Autrefois incontournable dans le paysage des télécommunications françaises, SFR semble aujourd’hui à la dérive.
Entre perte d’abonnés, recul financier et incertitudes stratégiques, l’opérateur vit une période trouble. Alors que les rumeurs de revente s’intensifient, les clients, eux, s’interrogent sur leur avenir au sein d’un navire en pleine tempête.
Une érosion progressive mais implacable
Autrefois symbole de la démocratisation de la téléphonie mobile, SFR enchaîne désormais les déconvenues. Sur le marché du mobile, l’opérateur a vu fondre sa base d’abonnés avec 109 000 départs entre juin et septembre 2024. Même si cette saignée est moindre que les 343 000 pertes du trimestre précédent, la tendance reste inquiétante. En parallèle, Bouygues Telecom, Free et Orange enregistrent tous des gains de clients, creusant davantage l’écart.
Le constat est similaire sur l’internet fixe : 53 000 abonnés ont déserté les box de SFR sur la même période. Certes, l’opérateur déploie encore sa fibre, avec plus de 5 millions d’abonnés au très haut débit, mais la progression reste modeste. Avec seulement 66 000 nouvelles connexions fibre, SFR est loin derrière ses concurrents : Orange (259 000) et Free (137 000) montrent une dynamique bien plus affirmée. Ce recul impacte non seulement l’image de marque, mais aussi la viabilité financière de l’entreprise.

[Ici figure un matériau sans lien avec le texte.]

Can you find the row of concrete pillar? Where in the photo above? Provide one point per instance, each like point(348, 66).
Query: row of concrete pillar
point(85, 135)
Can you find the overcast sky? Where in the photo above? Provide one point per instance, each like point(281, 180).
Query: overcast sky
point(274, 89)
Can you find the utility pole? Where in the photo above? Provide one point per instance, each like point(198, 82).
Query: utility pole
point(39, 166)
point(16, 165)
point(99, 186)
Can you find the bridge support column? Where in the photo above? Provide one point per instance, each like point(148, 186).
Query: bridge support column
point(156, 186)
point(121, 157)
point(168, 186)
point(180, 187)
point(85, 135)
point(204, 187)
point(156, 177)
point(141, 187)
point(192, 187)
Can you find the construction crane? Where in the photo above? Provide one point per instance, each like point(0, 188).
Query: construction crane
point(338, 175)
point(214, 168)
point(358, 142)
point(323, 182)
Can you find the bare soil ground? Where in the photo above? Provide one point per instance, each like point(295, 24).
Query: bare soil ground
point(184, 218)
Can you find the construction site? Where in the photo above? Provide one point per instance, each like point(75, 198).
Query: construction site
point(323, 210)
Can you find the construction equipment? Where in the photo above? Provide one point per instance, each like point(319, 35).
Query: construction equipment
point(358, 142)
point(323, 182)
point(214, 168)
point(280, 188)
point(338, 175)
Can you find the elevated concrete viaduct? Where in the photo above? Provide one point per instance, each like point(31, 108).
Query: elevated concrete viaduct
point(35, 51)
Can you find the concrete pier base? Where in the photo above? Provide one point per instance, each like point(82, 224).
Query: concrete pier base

Une santé financière préoccupante
Les chiffres du dernier trimestre confirment un climat économique tendu. Le chiffre d’affaires global de SFR a chuté de 4,7 % en un an, une baisse largement imputable au segment mobile, en recul de 4,4 %. Si le fixe affiche une légère croissance (2,5 %), cela ne suffit pas à redresser la barre.
Pire encore, l’EBITDA (résultat brut d’exploitation), indicateur central de rentabilité, enregistre une chute de près de 10 %. Et malgré des investissements massifs – 490 millions d’euros injectés dans le développement – le retour sur investissement n’est pas au rendez-vous. Le cash-flow libre stagne à 389 millions d’euros, bien en dessous des attentes des marchés financiers. En toile de fond, une dette abyssale alourdit le climat : le groupe Altice, maison mère de SFR, traîne un passif estimé à 24 milliards d’euros en février 2025.
La tentation de vendre pour éviter le naufrage
Face à cette situation explosive, la rumeur d’une revente de SFR par son propriétaire Patrick Drahi enfle. Selon une enquête du Figaro, le fondateur d’Altice envisagerait depuis longtemps une cession. Jugé trop coûteux, trop endetté et trop difficile à relancer, SFR serait devenu un fardeau pour le groupe. Les pertes d’abonnés, l’impopularité croissante et une image écornée rendent cette hypothèse de plus en plus crédible.
Mais une vente poserait de nombreuses questions. Que deviendront les 7 millions d’abonnés encore fidèles à l’opérateur ? Seront-ils migrés vers d’autres réseaux ? Auront-ils le choix de leur nouvel opérateur ? Pour l’heure, aucune réponse officielle ne filtre du côté d’Altice ou de SFR. Ce flou alimente les inquiétudes, d’autant plus que les perspectives de reprise restent variées.
Un avenir entre mainmise nationale et appétits étrangers
Plusieurs scénarios de rachat sont envisagés. Le plus réaliste selon les spécialistes serait une répartition des clients et des infrastructures entre les trois autres grands opérateurs français : Orange, Free et Bouygues Telecom. Ce dernier semble en position favorable grâce à un partenariat ancien noué avec SFR en 2014. Une telle solution permettrait une intégration progressive des abonnés, tout en préservant l’équilibre du marché.
Mais d’autres pistes, plus inattendues, émergent. Des groupes étrangers, notamment du Moyen-Orient comme STC, pourraient tenter de s’imposer. Un rachat total, plus simple à organiser, permettrait une gestion unifiée mais soulèverait des questions sensibles sur la souveraineté numérique française. À l’heure où les infrastructures télécoms sont devenues stratégiques, confier leur gestion à des acteurs internationaux pose de réels défis politiques et technologiques.